Fast implementations of standard utilities for kernel machines

Installation

pip install -I git+https://github.com/parthe/torchkernels

Requires a PyTorch installation

Stable behavior

Currently this code has been tested with n=10,000 samples.
with Python 3.11 and PyTorch 2.4

Test installation with Laplacian kernel

import torch
from torchkernels.kernels.radial import laplacian, LaplacianKernel

n, p, d = 300, 200, 100 # number of samples, centers, dimensions

DEV = torch.device("cuda") if torch.cuda.is_available() else torch.device("cpu")    

X = torch.randn(n, d, device=DEV)
Z = torch.randn(p, d, device=DEV)

kernel_matrix1 = laplacian(X, Z, length_scale=1.)

K = LaplacianKernel(length_scale=1.)
kernel_matrix2 = K(X, Z)

torch.testing.assert_close(kernel_matrix1, kernel_matrix2, msg='Laplacian test failed')
print('Laplacian test complete!')

Example: Differentiating the kernel function

import torch
from torchkernels.kernels.radial import laplacian
from torch.func import vmap, grad, jacrev

n, p, d, c = 300, 200, 100, 3 # number of samples, centers, dimensions, outputs

DEV = torch.device("cuda") if torch.cuda.is_available() else torch.device("cpu")    
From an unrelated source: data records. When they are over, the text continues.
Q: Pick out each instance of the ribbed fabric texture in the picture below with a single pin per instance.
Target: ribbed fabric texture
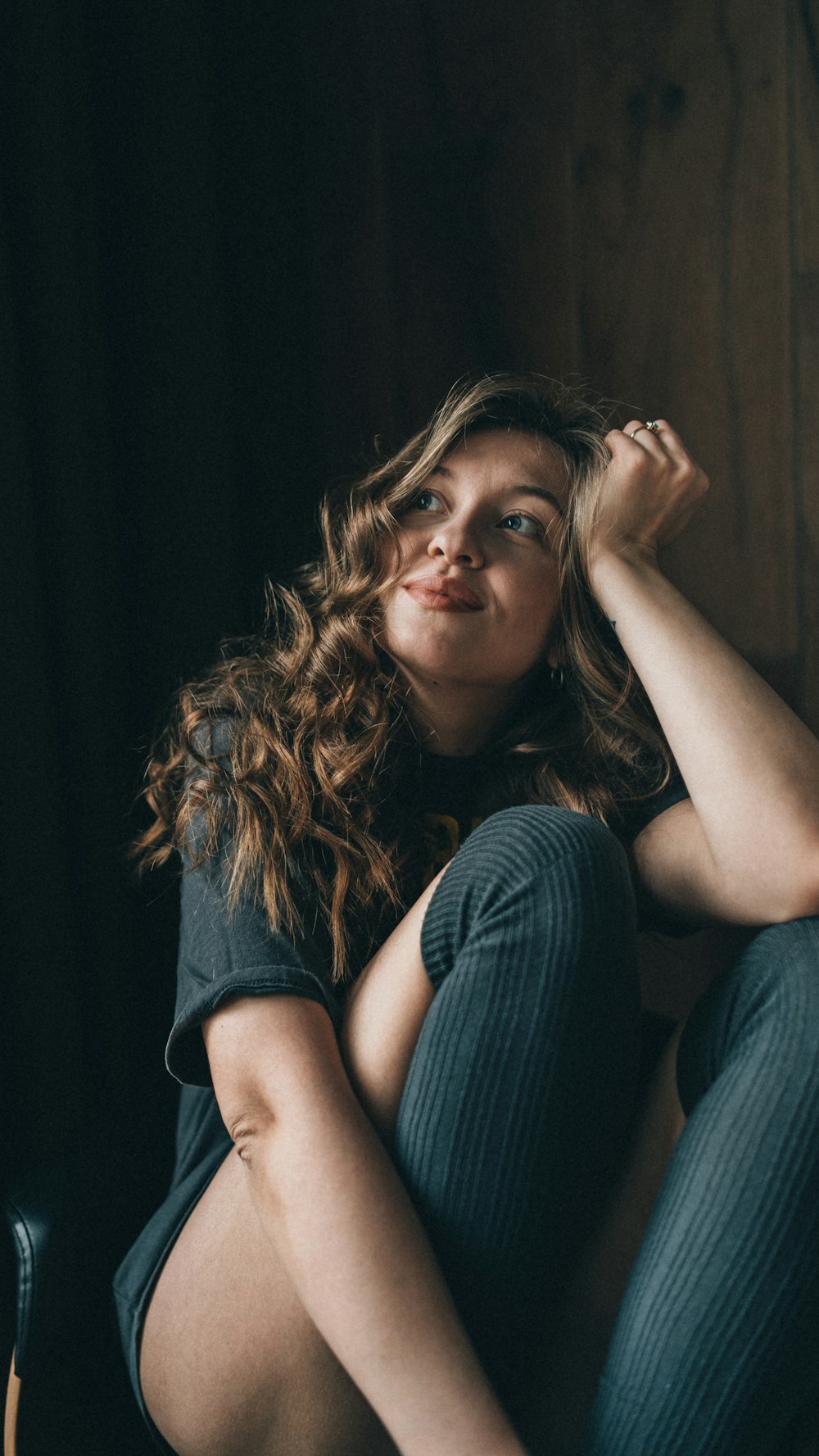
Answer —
(517, 1109)
(717, 1338)
(519, 1092)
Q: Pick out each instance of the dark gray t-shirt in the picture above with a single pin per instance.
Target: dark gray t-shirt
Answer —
(224, 954)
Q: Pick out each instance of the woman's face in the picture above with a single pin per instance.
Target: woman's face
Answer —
(476, 601)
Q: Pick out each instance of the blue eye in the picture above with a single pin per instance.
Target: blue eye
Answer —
(523, 524)
(423, 501)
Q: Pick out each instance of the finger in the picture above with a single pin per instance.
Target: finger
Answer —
(637, 434)
(671, 442)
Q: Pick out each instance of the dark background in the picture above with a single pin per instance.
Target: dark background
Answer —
(236, 243)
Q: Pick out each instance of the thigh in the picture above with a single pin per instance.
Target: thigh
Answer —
(230, 1363)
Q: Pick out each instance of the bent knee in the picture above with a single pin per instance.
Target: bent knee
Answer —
(530, 839)
(534, 874)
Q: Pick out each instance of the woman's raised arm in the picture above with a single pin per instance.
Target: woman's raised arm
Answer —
(344, 1227)
(747, 846)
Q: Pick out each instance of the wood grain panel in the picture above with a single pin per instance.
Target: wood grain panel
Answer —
(684, 270)
(805, 202)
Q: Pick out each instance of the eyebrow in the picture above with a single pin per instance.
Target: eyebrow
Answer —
(517, 489)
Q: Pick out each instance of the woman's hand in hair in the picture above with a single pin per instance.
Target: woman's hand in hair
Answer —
(648, 492)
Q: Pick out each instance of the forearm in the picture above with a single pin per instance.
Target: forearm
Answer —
(751, 766)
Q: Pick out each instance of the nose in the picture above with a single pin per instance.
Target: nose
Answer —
(457, 543)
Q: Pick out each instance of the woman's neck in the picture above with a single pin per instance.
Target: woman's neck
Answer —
(457, 719)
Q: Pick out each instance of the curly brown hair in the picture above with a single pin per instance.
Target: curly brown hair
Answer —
(296, 740)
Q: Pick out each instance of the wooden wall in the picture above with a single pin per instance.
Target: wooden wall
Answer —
(614, 189)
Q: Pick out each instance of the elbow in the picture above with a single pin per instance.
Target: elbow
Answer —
(799, 897)
(251, 1130)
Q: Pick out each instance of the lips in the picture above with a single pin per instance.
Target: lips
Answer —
(442, 593)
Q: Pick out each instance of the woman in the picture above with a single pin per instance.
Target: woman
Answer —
(373, 1221)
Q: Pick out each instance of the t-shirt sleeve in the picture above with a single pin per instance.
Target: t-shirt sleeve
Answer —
(636, 816)
(226, 953)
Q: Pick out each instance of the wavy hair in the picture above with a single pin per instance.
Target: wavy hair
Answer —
(294, 744)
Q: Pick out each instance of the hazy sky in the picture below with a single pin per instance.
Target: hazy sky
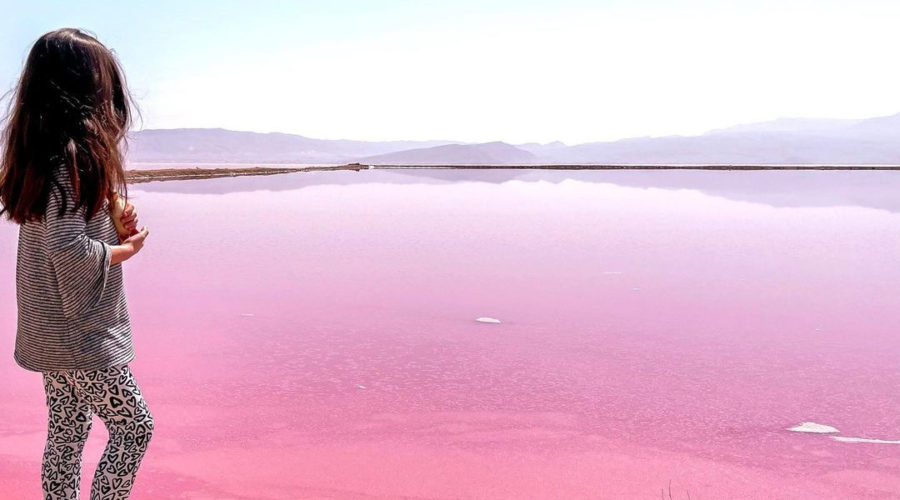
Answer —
(483, 70)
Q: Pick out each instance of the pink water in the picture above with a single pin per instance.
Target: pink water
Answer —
(314, 336)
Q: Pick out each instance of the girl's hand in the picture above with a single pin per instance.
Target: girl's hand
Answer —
(129, 220)
(135, 242)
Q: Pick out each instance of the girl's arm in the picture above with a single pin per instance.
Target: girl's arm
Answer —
(81, 264)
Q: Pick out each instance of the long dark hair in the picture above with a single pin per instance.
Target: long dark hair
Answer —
(71, 109)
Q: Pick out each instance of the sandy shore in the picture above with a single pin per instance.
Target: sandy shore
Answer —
(181, 173)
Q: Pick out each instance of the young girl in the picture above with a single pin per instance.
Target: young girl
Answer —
(61, 168)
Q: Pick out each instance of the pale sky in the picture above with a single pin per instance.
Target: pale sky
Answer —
(483, 70)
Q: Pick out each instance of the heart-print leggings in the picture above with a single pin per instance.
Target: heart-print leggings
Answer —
(73, 396)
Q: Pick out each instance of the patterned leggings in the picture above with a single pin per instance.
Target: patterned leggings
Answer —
(73, 396)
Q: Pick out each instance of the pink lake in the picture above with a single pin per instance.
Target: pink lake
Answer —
(313, 335)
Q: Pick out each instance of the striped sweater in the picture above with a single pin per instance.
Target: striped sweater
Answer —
(72, 312)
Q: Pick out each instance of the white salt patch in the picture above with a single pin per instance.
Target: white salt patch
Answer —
(863, 440)
(814, 428)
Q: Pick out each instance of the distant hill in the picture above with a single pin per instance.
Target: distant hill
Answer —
(489, 153)
(229, 146)
(783, 141)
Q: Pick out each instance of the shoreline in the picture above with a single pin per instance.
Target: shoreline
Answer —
(181, 173)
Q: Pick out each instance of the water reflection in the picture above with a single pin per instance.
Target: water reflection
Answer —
(789, 188)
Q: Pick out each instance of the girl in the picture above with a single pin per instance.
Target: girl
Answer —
(61, 169)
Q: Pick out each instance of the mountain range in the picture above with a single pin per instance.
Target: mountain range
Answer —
(783, 141)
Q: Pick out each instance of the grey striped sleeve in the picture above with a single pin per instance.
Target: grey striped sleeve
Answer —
(81, 264)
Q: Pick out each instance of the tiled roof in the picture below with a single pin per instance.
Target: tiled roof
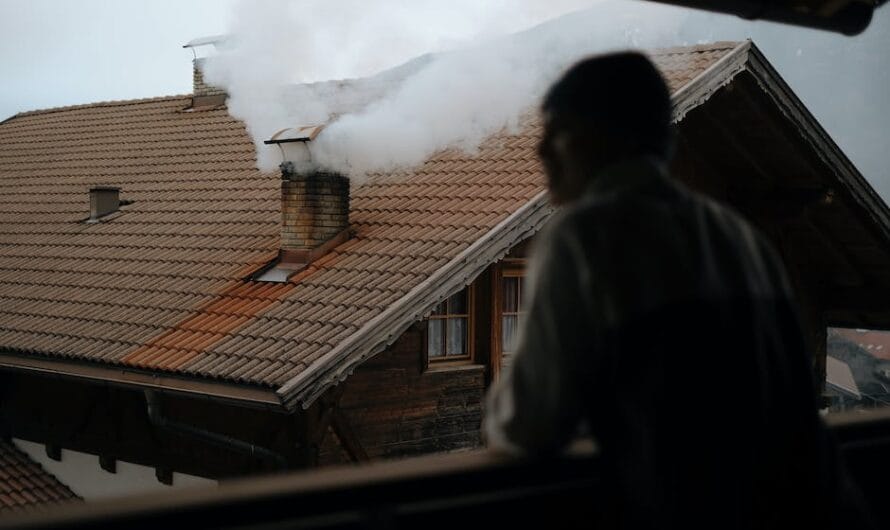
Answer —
(25, 485)
(162, 286)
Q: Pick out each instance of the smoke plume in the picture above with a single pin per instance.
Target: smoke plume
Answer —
(399, 81)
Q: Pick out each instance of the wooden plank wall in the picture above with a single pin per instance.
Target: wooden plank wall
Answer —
(397, 408)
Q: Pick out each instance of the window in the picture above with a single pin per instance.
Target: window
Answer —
(509, 291)
(448, 329)
(857, 369)
(512, 289)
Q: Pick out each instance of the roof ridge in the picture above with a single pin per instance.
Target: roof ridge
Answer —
(697, 48)
(106, 103)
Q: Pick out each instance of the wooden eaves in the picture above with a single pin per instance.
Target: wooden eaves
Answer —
(127, 377)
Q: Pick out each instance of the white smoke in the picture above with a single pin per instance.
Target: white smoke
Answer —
(468, 69)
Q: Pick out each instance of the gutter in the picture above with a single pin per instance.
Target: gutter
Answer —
(850, 17)
(155, 414)
(241, 395)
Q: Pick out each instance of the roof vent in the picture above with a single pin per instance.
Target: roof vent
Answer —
(104, 200)
(314, 205)
(204, 95)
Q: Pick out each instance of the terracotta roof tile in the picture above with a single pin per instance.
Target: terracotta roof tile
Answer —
(163, 285)
(25, 485)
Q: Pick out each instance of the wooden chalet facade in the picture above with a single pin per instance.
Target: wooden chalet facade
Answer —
(146, 337)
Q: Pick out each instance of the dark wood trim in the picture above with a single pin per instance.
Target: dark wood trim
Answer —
(54, 452)
(348, 439)
(164, 475)
(241, 395)
(108, 463)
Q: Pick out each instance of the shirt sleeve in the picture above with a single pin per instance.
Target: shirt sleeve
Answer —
(536, 405)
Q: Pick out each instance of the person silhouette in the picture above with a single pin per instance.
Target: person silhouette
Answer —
(665, 323)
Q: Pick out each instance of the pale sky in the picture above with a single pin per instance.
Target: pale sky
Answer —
(56, 52)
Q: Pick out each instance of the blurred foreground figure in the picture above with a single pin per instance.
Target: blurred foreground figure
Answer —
(664, 323)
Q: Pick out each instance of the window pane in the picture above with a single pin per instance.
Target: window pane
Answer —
(457, 336)
(435, 337)
(457, 304)
(857, 369)
(509, 325)
(510, 289)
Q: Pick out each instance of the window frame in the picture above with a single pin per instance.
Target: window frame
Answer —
(445, 361)
(507, 268)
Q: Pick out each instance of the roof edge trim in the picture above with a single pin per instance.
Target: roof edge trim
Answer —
(849, 176)
(386, 327)
(705, 84)
(253, 397)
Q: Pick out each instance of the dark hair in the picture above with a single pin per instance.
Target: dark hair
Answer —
(621, 94)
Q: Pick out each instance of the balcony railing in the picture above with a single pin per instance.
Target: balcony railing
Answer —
(453, 491)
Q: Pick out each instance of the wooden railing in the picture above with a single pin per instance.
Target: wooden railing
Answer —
(444, 491)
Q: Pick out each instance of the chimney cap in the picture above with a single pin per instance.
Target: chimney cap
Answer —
(302, 133)
(203, 41)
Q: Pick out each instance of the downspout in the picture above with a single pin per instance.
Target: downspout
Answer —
(157, 418)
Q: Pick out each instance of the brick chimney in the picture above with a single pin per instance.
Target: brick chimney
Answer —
(202, 93)
(314, 213)
(314, 206)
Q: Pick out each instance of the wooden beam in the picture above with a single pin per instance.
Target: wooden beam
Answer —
(866, 299)
(108, 463)
(164, 475)
(54, 452)
(733, 142)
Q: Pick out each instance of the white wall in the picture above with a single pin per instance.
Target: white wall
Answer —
(81, 473)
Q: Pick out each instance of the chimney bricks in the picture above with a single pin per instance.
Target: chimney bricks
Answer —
(200, 87)
(314, 210)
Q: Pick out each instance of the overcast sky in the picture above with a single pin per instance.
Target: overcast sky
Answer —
(56, 52)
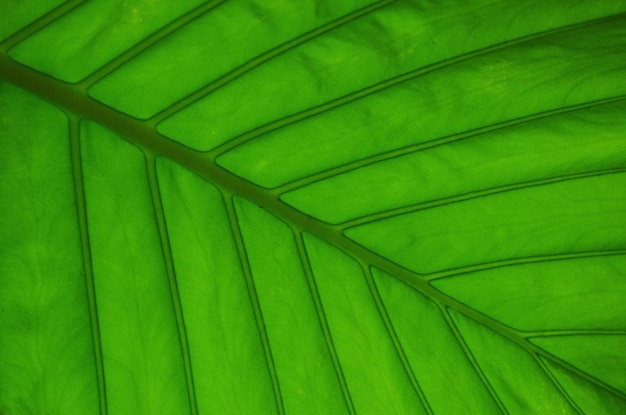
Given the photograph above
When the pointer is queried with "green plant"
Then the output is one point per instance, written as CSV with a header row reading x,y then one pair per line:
x,y
317,206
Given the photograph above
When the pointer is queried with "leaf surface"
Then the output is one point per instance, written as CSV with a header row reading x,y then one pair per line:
x,y
330,207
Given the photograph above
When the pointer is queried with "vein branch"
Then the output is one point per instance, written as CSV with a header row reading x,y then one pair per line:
x,y
146,43
254,299
173,284
557,384
415,148
382,312
261,59
81,208
389,83
519,261
472,195
321,316
472,360
39,24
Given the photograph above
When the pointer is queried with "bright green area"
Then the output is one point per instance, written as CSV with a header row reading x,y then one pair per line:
x,y
136,319
600,355
591,398
542,295
439,363
81,42
509,370
228,362
568,216
143,86
309,382
491,88
364,347
407,207
530,150
46,356
13,17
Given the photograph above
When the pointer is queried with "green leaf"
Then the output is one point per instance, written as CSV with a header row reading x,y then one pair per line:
x,y
332,207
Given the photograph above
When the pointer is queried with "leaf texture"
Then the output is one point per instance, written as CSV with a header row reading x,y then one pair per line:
x,y
331,207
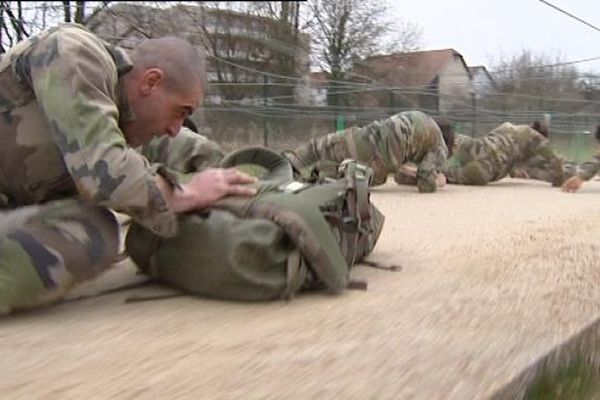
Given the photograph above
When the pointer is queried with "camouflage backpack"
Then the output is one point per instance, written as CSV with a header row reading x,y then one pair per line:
x,y
291,236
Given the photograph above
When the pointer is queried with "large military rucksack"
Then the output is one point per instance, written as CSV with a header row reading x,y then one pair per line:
x,y
291,236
X = torch.randn(n, d, device=DEV)
Z = torch.randn(p, d, device=DEV)
a = torch.randn(p, device=DEV)
A = torch.randn(p, c, device=DEV)

f = lambda x: laplacian(x, Z, length_scale=1., in_place=False).squeeze() @ a
print(vmap(grad(f))(X).shape)
# torch.Size([300, 100])

F = lambda x: laplacian(x, Z, length_scale=1., in_place=False).squeeze() @ A
print(vmap(jacrev(F))(X).shape)
# torch.Size([300, 3, 100])

Random features

See an example of Logistic regression with random features of the Laplacian kernel.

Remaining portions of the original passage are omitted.